Filtering¤
Use filters to keep the variants you want before they become a matrix. Python builds the expression; Rust evaluates it while reading records.
rare_high_quality = (
genoio.region("22:20000000-21000000")
& genoio.qual(min=20)
& genoio.maf(max=0.05)
)
ds = genoio.vcf("data/chr22_hg38.vcf.gz")
samples = ds.samples()
y = load_phenotype_vector(samples["iid"])
for X, variants in ds.iter_blocks(
5_000,
variants=rare_high_quality,
return_variants=True,
):
association_scan(X, y, variants=variants)
Filters compose with Python operators:
genoio.chrom("22") & genoio.snp()
genoio.maf(max=0.01) | genoio.id_in(["rs123", "rs456"])
~genoio.missing_rate(max=0.1)
Cheap filters and genotype filters¤
Some predicates use metadata already stored on the variant record: chromosome,
position, ID, REF/ALT structure, and QUAL. These can remove records before
genotypes are decoded.
Other predicates need the genotype values. maf(...), mac(...),
missing_rate(...), and polymorphic() run after candidate genotypes have been
read.
Put cheap filters first when you can
region("22:20000000-21000000") & qual(min=20) & maf(max=0.05) lets the
reader narrow the candidate set before computing MAF. You don't have to
order expressions perfectly, but filters based on position, ID, allele
structure, and quality are the ones that can avoid genotype work.
Region filters¤
Use a concrete region string with 1-based inclusive coordinates:
region = genoio.region("22:20000000-21000000")
Indexed regions
Compressed VCF/BCF region reads require a .tbi or .csi index. genoio
rejects unindexed compressed region reads instead of silently scanning the
whole file.
BGEN dosage reads use a same-path bgenix SQLite index when one exists. For
cohort.bgen, the expected path is cohort.bgen.bgi. Without that index,
BGEN falls back to a sequential scan.
bgen_ds = genoio.bgen("cohort.bgen")
region = genoio.region("22:20000000-21000000")
for X, variants in bgen_ds.iter_blocks(
1_000,
dosage="dosage",
variants=region,
return_variants=True,
):
analyze_region(X, variants)
Common predicates¤
genoio.chrom("22")
genoio.region("22:20000000-21000000")
genoio.snp()
genoio.biallelic()
genoio.qual(min=20)
genoio.maf(max=0.05)
genoio.mac(min=10)
genoio.missing_rate(max=0.1)
genoio.polymorphic()
genoio.id_in(["rs123", "rs456"])
Threshold predicates are inclusive. maf(max=0.05) keeps variants with minor
allele frequency less than or equal to 0.05.
When a filter matches no variants
Empty filters are valid. Whole reads return shape (n_samples, 0), returned
variant metadata has the standard columns with zero rows, and block reads
yield no blocks.
Advanced: filter IR
Filter expressions are converted to a small intermediate representation before they cross into Rust:
expr = genoio.chrom("22") & genoio.maf(max=0.05)
expr.to_ir()
The IR records predicate names, validated parameters, and boolean structure. It does not contain Python callbacks. That keeps filtering portable across whole reads, block reads, and Rust reader implementations.
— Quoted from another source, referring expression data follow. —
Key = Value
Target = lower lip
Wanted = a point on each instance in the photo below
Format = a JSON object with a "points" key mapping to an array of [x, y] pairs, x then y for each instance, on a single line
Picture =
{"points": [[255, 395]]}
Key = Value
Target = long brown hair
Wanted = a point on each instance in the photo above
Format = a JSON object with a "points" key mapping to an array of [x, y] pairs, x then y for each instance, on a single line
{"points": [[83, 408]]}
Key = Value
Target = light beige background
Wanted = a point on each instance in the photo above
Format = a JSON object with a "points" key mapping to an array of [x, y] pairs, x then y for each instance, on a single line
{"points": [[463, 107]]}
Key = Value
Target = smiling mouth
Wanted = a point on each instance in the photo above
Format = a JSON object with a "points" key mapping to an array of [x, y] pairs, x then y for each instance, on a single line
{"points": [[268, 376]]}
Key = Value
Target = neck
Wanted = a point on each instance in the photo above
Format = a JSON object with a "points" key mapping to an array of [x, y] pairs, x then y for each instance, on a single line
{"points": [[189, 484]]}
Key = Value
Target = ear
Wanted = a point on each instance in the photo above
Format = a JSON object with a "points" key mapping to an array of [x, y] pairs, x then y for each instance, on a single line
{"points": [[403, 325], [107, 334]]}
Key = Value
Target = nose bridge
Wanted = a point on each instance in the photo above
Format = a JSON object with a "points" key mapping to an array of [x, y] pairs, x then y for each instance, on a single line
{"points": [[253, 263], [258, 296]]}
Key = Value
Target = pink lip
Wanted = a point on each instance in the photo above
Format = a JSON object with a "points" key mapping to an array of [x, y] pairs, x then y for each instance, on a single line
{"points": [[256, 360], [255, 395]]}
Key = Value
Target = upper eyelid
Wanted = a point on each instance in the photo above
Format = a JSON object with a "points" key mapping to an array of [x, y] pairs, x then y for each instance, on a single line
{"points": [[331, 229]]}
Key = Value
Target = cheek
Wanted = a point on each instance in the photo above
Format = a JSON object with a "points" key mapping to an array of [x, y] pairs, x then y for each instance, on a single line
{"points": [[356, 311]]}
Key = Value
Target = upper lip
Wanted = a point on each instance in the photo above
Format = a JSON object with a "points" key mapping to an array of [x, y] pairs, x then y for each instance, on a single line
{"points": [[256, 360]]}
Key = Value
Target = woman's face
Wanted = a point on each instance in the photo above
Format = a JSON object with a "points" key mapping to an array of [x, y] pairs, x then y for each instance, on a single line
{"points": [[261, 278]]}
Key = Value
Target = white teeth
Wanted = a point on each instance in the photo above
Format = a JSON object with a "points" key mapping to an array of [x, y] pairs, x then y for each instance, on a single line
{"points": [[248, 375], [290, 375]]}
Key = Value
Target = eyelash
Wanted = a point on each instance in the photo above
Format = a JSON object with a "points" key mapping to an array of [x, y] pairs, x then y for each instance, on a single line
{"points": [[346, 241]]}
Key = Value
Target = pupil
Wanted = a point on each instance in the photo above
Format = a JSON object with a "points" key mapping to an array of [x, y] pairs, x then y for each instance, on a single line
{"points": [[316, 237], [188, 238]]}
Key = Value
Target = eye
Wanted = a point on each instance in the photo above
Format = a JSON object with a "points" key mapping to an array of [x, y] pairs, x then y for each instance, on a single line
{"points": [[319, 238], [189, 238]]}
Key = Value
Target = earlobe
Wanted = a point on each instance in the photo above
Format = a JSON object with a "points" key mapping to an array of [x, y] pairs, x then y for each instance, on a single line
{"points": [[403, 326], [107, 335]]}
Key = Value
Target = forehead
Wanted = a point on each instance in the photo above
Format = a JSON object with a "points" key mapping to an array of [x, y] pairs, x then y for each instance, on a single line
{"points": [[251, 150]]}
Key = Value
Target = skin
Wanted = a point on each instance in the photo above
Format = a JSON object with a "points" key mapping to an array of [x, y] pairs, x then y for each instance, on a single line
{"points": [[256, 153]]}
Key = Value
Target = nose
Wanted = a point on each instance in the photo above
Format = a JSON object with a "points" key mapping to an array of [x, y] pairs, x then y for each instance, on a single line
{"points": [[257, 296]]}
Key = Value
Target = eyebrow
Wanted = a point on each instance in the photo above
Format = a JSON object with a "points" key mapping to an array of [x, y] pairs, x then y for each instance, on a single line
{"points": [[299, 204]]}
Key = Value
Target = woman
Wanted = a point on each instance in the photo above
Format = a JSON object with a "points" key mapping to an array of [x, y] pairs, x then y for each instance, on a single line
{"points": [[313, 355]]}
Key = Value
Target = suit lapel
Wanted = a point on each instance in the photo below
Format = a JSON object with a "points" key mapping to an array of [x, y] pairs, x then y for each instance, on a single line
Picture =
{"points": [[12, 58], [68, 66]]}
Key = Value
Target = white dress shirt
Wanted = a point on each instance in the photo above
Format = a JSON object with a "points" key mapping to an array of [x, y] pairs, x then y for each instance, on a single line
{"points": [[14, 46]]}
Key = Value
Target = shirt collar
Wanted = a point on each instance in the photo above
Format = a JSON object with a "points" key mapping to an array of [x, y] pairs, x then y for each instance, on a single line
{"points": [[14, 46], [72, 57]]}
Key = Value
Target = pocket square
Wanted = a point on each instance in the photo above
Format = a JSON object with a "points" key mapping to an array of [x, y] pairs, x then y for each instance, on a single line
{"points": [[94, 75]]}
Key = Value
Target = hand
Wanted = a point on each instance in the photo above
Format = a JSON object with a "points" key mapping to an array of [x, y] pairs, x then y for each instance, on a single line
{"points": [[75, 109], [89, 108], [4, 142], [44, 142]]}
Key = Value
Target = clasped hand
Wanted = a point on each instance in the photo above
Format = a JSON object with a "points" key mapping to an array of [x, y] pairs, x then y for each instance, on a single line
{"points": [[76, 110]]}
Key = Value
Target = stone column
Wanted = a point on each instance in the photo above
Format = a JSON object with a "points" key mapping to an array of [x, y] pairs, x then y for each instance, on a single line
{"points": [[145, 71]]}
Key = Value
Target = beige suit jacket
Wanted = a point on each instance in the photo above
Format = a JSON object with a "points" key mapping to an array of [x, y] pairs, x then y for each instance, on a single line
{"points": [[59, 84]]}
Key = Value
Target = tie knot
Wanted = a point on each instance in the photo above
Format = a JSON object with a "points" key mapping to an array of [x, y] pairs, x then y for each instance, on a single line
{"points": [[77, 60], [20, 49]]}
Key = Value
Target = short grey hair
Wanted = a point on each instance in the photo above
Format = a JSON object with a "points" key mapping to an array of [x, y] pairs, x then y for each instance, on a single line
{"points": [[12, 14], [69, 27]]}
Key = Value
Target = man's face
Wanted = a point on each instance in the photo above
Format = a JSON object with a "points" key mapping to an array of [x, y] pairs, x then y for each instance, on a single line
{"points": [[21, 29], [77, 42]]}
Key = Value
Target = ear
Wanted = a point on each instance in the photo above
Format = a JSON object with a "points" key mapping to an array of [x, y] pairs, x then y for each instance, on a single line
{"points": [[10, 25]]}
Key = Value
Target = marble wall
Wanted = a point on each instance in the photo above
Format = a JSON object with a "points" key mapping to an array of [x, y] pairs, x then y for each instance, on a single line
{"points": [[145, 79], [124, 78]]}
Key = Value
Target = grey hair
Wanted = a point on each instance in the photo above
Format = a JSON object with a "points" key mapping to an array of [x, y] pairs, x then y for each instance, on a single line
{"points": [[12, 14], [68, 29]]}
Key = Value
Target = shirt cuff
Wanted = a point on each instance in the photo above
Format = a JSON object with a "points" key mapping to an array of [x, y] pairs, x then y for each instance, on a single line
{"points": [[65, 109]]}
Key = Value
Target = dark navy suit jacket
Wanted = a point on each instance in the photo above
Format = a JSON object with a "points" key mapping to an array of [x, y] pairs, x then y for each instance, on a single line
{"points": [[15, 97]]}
Rust uses the IR to separate cheap metadata decisions from data-dependent
genotype decisions. Metadata predicates can be evaluated before matrix
construction, and concrete VCF/BCF or BGEN region predicates can use an
index when one is available. Before reading, Rust also normalizes simple
boolean expressions: overlapping conjoined regions are reduced to their
intersection, repeated threshold predicates are tightened, conjoined id_in
predicates are intersected, and contradictory predicates become an empty
result without scanning variant records.
Treat to_ir() as an inspection aid rather than a stable wire format. Build
filters with the Python constructors so validation stays consistent.
See Filter API for signatures and validation rules.